A través del amplio ventanal del autobús que lo conducía de vuelta a casa, en medio del raudal del tráfico propio de esa hora del día, él dirigía la mirada hacia el profundo carmesí que aparecía en el horizonte. En sus manos sostenía un libro del que faltaban unas cuantas páginas para concluir su lectura. Había decidido precisamente descansar un poco sus ojos cuando reparó en el espectáculo que acontecía en el cielo, mientras en sus audífonos sonaba una vieja canción que creaba una atmósfera de introspección, o -si se permite al narrador realizar un breve apunte- de esa condición espiritual que en alguna de sus obras Hannah Arendt denominó como “solitud”.

Ahí, en ese ambiente intimista, comenzó a pensar en algo que había leído hacía ya algunos años en una obra de un escritor checo, acerca de la contingencia de los encuentros y el entrecruzamiento de historias personales. Mientras reflexionaba en torno a la relación entre necesidad, posibilidad, contingencia y determinación, el autobús había detenido su marcha obedeciendo el alto marcado por la luz roja del semáforo justo frente al paso peatonal paralelo a la avenida que pretenía atravesar.

Afuera, a través de la amplia ventana, se podía observar que ella también esperaba al cambio de luz para proseguir su camino.

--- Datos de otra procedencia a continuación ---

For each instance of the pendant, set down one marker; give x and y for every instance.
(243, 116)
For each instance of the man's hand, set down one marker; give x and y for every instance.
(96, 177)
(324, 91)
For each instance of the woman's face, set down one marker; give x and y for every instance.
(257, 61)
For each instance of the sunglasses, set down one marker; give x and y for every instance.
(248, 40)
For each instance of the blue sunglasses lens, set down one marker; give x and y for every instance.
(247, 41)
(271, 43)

Un par de calles más adelante alguien aguardaba su llegada, sentado a la mesa de un pequeño y agradable café.

Casualidad, destino o contingencia, juzgue el lector lo más conveniente, ella también dilucidaba acerca de lo fortuito de los encuentros, de las miradas, de las sonrisas, de las historias que había detrás de cada una de las personas que a su alrededor también esperaban en ese cruce de avenidas para continuar sus respectivos trayectos.

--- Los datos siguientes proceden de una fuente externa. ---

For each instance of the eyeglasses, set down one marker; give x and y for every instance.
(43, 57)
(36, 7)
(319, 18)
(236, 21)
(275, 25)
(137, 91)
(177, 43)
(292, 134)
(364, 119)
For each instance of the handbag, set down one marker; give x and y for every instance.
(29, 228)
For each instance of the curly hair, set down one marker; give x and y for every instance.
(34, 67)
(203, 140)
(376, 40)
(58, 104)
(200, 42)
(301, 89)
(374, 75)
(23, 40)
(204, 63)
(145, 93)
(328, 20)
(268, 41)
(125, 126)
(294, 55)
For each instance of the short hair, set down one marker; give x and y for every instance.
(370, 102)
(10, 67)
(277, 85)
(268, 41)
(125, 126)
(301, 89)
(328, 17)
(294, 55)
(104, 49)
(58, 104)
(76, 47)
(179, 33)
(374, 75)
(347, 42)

Ambos, en esa fugaz coincidencia, si es que pudiera considerarse como tal al hecho de compartir por unos instantes un mismo punto en el espacio, ignoraban la existencia del otro.

Y he aquí la sorprendente capacidad de la literatura para deshilvanar historias, contar las acontecidas e inventar las improbables.

Y he aquí también las ventajas de la omnisciencia del narrador, que puede adelantarnos que ese encuentro, hasta ese momento potencial, se materializaría algunos años más tarde, unas calles más adelante; justo en el café en el cual la esperaban a ella esa tarde de martes de verano.

Lo que sucedió ahí, en ese lugar a donde la contingencia los llevó a ambos, queda para que el gentil lector imagine su propia historia.